Kathy Bisbee, BIG executive director, is leading the charge toward financial stability by redefining BIG’s place in the community.
Brookline Interactive Group, an independent nonprofit community media center serving Brookline, MA, is fighting an uphill battle for revenue. While BIG tripled its content from 2019 to 2020, funding from cable fees (its main funding source) continues its steady decline. For 2019-21, BIG lost $125,000 from reduced cable fees, and estimates show funding could be cut in half over the next five years, as viewers move from cable to streaming services.
Kathy Bisbee, BIG executive director, is leading the charge toward financial stability by redefining BIG’s place in the community. She makes a point of emphasizing BIG is a community media arts center, not a TV station. It’s an intentional shift in language that encompasses BIG’s efforts to not only create content, but to teach people to create content and encourage civic engagement.

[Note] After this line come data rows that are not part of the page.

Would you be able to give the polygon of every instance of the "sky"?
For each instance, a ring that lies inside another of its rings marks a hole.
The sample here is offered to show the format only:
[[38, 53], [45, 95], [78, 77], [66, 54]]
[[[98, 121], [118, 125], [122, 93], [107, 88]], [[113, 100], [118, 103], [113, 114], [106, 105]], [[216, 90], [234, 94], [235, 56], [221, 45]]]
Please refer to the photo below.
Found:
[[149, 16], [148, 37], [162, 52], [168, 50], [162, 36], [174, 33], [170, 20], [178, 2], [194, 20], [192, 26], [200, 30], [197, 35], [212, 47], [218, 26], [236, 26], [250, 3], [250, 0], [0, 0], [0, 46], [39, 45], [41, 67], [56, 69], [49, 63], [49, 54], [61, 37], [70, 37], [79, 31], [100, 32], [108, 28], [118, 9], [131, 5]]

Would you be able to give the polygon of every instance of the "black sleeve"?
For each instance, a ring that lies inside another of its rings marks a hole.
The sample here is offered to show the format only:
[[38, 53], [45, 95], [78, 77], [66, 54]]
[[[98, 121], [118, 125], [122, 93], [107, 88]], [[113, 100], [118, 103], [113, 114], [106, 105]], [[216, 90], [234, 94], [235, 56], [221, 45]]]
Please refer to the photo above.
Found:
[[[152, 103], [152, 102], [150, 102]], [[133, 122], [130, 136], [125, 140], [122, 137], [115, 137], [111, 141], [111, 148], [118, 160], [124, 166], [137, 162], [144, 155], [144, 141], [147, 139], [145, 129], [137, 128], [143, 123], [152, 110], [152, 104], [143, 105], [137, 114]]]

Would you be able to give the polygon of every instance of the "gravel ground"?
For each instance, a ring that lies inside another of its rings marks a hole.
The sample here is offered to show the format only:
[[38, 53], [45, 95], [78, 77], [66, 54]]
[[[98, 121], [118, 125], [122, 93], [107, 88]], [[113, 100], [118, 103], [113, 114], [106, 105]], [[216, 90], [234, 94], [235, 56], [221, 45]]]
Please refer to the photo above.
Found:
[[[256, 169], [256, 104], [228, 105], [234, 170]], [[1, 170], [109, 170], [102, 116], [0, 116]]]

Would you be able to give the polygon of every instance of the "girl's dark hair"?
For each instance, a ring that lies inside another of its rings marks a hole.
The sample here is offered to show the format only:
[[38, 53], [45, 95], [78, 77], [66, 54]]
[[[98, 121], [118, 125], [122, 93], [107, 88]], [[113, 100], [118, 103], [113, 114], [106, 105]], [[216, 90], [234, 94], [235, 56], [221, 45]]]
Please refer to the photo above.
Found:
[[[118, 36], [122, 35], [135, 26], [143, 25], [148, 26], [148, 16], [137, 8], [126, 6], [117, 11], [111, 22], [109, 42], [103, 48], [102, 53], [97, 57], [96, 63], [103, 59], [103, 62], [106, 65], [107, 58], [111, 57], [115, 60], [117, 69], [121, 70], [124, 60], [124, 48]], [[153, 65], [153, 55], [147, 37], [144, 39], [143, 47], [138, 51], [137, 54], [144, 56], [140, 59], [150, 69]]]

“We do so much more than television,” she explained. “There are so many different ways people are consuming our content.”
Bisbee has framed public access as a legacy model that needs to evolve. While she believes community media centers offer tremendous value to the communities they serve, their relevance and timeliness are not always understood or promoted – mostly because the centers fail to promote themselves or tell their own stories. This “unsung hero” mentality may be noble, but it doesn’t keep the doors open when franchise fees disappear.
Working without guaranteed operational funding since she joined the PEG ranks almost 15 years ago, Bisbee has always looked for ways for her community media centers to be resourceful and adapt. Now in her seventh year at BIG, she said funding issues have become even more important.
Bisbee made it pretty simple: BIG and other community media centers have to figure out how they are relevant, why someone should care about that relevance, and why a person or organization should make a donation or hire that organization for fee-based services. Of course, they also have to share their stories, not just the stories of the communities they serve.